BACK when he was an Evening Press columnist, Peter Mullen was known for his opinionated right wing views and lack of tolerance for fools.

Now, as chaplain to the Stock Exchange and Rector of St Michael's in London's Cornhill, he has lost none of those qualities. They even come through in his sermons.

Not that he has time for long sermons at his weekday Mass at St Michael's. A minute is all he can manage - and even that was only at the special pleading of one of his congregation.

"I hadn't been preaching a sermon at all," he says. "There wasn't time. This was a short service for City workers who had stepped briefly out of their offices at lunchtime."

The woman persisted and suggested a short sermon. And so was born what Peter calls the "institution of the Minute Sermon at St Michael's.

A minute is not, he concedes, long enough for a full exposition of the Gospels. "What was needed was a brief and - if possible! - arresting comment that would draw attention to a particular aspect of the day's reading and leave the hearer with something to think about."

The sermons collected here certainly do that. Many are as opinionated and bad tempered as readers of Peter's old Evening Press column could wish.

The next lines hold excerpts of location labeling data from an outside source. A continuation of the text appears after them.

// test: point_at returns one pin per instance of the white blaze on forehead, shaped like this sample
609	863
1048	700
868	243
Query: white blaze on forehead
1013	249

As you'd expect of the Stock Exchange's chaplain, Peter has no time for woolly liberals who use the story of Jesus throwing the money-changers and "them that sold doves" out of the temple to denounce the market economy.

It wasn't an attack on money-makers, Peter says - instead Jesus was attacking hypocrites who wanted to seem pious by making easy sacrifices.

"If people are intending to make a sacrifice, then let it be a sacrifice," he writes. "Don't make it easy by putting the pigeon dealers next to the sacrificial altars."

At times, his sermonising flirts with the unpleasant. "Christianity is banned from the state schools where teachers are allowed only to teach about the faith - as they are required to teach about Islam, Hinduism, Buddhism and all the rest in a sort of supermarket of all the world faiths," he says. "Jesus said this and Buddha said that. Confucius say what he likes and Satanists say the other."

He can, however, be insightful - such as when talking about the Good Samaritan. The Samaritan was good, Peter says, not because of a random act of mercy but because he helped was his enemy - a Jew.

"The parable is thus a definition of what love is and what it is not. Love is not an emotion or a feeling - because feelings cannot be commanded... Love is an act of will. To love is to will the good of the other person."

A cold definition of love, perhaps. But it makes you think.

Minute Sermons is available from the St Michael's Foundation, The Watch House, 10 Giltspur Street, London EC1A 9DE, priced £10, plus £2 postage.